Меня бесил его саркастический тон.
Я закричал:
– Схамать!
– Как?
– Схамать! – закричал я еще громче. – Схамать!
– Фи!.. Какой вульгаризм!.. Разве мы похожи на Синюю Бороду?.. Если бы ты, Олег, регулярно посещал наши собрания, тебе бы не пришло в го...
Но я его не дослушал, я распахнул дверь в спальню – там не было никого. Я ворвался в библиотеку – около окна стоял Скворлыгин, перед ним холст на подрамнике. Скворлыгин, увидев меня, смутился.
– Вот... живописую маленько... Хобби, понимаете ли... Так, балуюсь... Долмат Фомич попросил...
Он писал портрет, надо полагать, Зои Константиновны, вернее, пытался срисовать с фотографии, прикрепленной к подрамнику. Мне некогда было разглядывать.
– Где Юлия? – спросил я Скворлыгина.
– Олег-то наш разбуянился, – сказал вошедший вслед за мной Долмат. – Похож я на Синюю Бороду?
– Такой день сегодня... светлый... – пробормотал профессор, вытирая руки об фартук. – Двести лет... – и запнулся.
– Или ты считаешь, – вопрошал Долмат укоризненно, сверля меня стальным взглядом, – мы тебя тоже «схамать» хотим? Скажи откровенно. Не стесняйся.
– Такой день сегодня... а вы ссоритесь...
– В другой бы день и при других обстоятельствах, – важно изрекал Долмат Фомич, – на моем месте потребовали бы сатисфакции. Слушай, Олег! – Он указал пальцем на художественное подобие Зои Константиновны. – Перед лицом этой святой женщины я тебе клянусь, ты заблуждаешься!
– Зачем вы подменили титульный лист в моей книге?
Лицо его еще сохраняло пафосное выражение, но зрачки забегали.
– Ладно. Поговорим еще. Мне пора. Я – в филармонию. Надеюсь, встретимся. Объясни ему, – обратился к Скворлыгину, – расставь акценты.
Он вышел.
– Какие ж тут акценты, – промолвил, вздыхая, Скворлыгин, – вам просто надо выспаться... и все тут. Вот сюда... пожалуйста... на диванчик...
На меня в самом деле напала сонливость какая-то, и ноги отяжелели. Я и не заметил, как очутился в горизонтальном положении.

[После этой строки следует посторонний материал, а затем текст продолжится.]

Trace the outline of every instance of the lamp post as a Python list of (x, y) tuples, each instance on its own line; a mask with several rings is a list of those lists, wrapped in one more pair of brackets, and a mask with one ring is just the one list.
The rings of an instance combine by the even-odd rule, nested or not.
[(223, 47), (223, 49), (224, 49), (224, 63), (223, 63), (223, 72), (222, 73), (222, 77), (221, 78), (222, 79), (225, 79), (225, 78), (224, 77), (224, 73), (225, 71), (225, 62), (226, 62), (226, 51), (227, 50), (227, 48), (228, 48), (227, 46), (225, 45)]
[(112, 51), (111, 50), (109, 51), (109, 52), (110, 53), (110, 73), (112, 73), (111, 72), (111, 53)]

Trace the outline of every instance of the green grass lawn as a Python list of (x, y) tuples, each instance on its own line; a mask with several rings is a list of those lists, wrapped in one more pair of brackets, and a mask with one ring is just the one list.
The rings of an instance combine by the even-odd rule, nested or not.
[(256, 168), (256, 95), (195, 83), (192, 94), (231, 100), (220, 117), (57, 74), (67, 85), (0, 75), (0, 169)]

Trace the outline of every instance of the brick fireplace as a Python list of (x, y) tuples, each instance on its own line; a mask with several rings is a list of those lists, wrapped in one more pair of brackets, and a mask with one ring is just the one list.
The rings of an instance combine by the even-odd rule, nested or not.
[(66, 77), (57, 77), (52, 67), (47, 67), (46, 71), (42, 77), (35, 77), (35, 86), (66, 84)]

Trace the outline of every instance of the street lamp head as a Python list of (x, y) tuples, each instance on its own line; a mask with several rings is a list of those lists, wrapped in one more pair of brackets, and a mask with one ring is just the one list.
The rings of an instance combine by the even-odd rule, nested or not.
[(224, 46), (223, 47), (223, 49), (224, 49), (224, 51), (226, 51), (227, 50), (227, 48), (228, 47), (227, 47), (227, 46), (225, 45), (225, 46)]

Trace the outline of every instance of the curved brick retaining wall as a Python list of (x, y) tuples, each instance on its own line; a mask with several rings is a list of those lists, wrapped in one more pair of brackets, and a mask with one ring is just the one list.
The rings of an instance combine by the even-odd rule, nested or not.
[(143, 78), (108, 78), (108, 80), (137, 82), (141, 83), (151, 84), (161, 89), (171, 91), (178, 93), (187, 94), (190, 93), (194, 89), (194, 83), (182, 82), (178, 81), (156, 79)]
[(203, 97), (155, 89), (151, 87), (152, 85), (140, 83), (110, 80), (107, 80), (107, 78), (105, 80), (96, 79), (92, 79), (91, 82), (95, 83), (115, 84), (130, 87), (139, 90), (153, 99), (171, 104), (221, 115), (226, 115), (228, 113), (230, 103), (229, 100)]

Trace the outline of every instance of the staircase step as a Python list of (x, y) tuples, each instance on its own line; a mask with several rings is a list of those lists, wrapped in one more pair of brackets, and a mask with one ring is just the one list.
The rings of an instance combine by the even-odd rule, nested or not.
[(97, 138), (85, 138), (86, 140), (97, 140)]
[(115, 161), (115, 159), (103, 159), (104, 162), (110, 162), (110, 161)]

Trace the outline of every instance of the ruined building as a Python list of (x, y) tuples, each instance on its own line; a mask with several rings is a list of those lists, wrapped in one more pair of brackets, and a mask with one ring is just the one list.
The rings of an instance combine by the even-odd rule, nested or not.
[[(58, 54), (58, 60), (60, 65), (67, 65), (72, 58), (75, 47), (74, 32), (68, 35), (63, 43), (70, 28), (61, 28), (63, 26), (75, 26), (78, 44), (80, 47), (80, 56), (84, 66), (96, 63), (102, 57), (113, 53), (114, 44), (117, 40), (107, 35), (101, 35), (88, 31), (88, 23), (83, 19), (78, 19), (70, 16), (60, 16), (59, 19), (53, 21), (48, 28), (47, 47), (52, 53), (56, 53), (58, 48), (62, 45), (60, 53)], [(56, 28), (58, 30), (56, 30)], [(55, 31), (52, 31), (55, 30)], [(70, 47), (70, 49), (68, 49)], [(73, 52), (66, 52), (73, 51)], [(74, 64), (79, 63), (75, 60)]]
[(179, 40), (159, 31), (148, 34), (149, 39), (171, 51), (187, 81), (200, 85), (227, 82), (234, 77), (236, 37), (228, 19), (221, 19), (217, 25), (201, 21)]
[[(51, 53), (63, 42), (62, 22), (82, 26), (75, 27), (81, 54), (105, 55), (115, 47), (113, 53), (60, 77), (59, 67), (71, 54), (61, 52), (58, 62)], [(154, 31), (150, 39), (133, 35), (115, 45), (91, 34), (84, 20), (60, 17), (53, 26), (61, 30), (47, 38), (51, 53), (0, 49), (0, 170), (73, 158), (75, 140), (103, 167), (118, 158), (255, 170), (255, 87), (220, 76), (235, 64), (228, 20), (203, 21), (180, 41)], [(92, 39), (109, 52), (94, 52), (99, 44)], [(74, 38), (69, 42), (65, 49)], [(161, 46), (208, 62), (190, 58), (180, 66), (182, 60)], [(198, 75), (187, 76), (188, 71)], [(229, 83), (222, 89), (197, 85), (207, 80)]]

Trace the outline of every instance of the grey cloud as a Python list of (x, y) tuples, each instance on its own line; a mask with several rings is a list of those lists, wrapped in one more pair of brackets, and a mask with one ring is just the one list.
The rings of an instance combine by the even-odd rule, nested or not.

– Спать, спать... так утомились...
Укладываясь, я сумел достать из кармана листок, сложенный вчетверо.
– Объясните, может, вы знаете... – Я читал, с трудом разбирая свой почерк: – «Мы ценим жертвенность как страсть... как высшее проявление преданности идее... как безотчетный порыв...»
– «Как предельное выражение полноты бытия, понятой любящим сердцем, – подхватил по памяти Скворлыгин, дружелюбно похохатывая, – потому что только любовь – а не злоба, не ненависть, – только любовь вдохновляет чуткого антропофага и только на любовь, на голос любви отвечает он возбуждением аппетита»...
Он подкладывал мне подушку под голову.
– Один острячок сочинил... Из наших... Всего лишь памфлет[1]... Не думайте... Спите, спите, бай-бай...
Я забыл рассказать (а если правду сказать, просто не стал рассказывать), как по дороге к Долмату в тот вечер встретил мою бывшую хозяйку с майором.
Я почти бежал по Загородному, задевая прохожих, она сама окликнула меня; можно было бы и не узнать – стоит в пальто с норковым воротником, на носу очки в золотой оправе, а рядом он – в форме военной; под руку шли.
Обняла меня, запыхавшегося.
– Что ж ты, Олег Николаич, подевался куда-то? А я тебе сувенир привезла...
– Расскажи ему, расскажи ему, как было... – майор говорит, и я замечаю вдруг, что у майора две звездочки на погонах: подполковник, а не майор? – За службу Отечеству, – поясняет майор-подполковник, перехватив мой взгляд.
А какая служба, если он в отставке?
– Да что обо мне! Вот она путевой дневник написала, зачитаешься! Роман – одно слово!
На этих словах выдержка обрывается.